Right from the outface, the book is clearly more of a compilation of images rather than a critical perspective on the transition of street art. The only writing from Ruiz is in a two page preface, which states the obvious saying that street art has become a global mainstream phenomenon solidifying itself as a true art form. Using the phrase street art as an umbrella term throughout, there is no distinction about what constitutes street art and who is a street artist. Instantly confusing, the term is used a categorical phrase in order to group the names featured in the book, whether they have painted outdoors or not. The term is molded somewhat through artist quotes within the book, but does not directly address the overarching question that nobody has really answered yet: what can be described as street art in this day and age?

From the preface, the 101 artists are showcased alphabetically with their name, birth place and date as well as a quote about their work. Of course, the ones I find most interesting are those who actually address the topic of their street versus their fine art. Greek based artist Alexandros Vasmoulakis, who has successful created canvasses as amazing as his large scale abstract street art had to say the following:

My paintings are strongly influenced from my initial street artwork. However, when I exhibit my work in the gallery space, I consider myself a painter rather than a street artist. The street art market can be sweet and cozy for every young artist, nevertheless it could be a wolf in disguise. Generally, I do not really pay much attention to the location of my work. My first intention is to make something strong and worthy. This can be enough.

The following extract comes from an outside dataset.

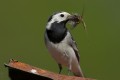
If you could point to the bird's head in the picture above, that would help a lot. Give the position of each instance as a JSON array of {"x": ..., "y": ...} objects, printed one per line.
[
  {"x": 59, "y": 17},
  {"x": 64, "y": 17}
]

Thankfully, a majority of the quotes from artists are at least related to the transition from the streets to the gallery. Each artist had something different to say about the topic. Some like, Axel Void, don’t make any distinction, but many say the streets inspire their work with styles, materials or the environment. Others, like Bom K, separate the two as completely different creative entities to express themselves. Ben Frost discusses how he is mostly a gallery artist now because it takes so long to create a single piece while someone like Blek Le Rat paints on canvas since it is permanent while his street work is ephemeral lasting only a few days or hours.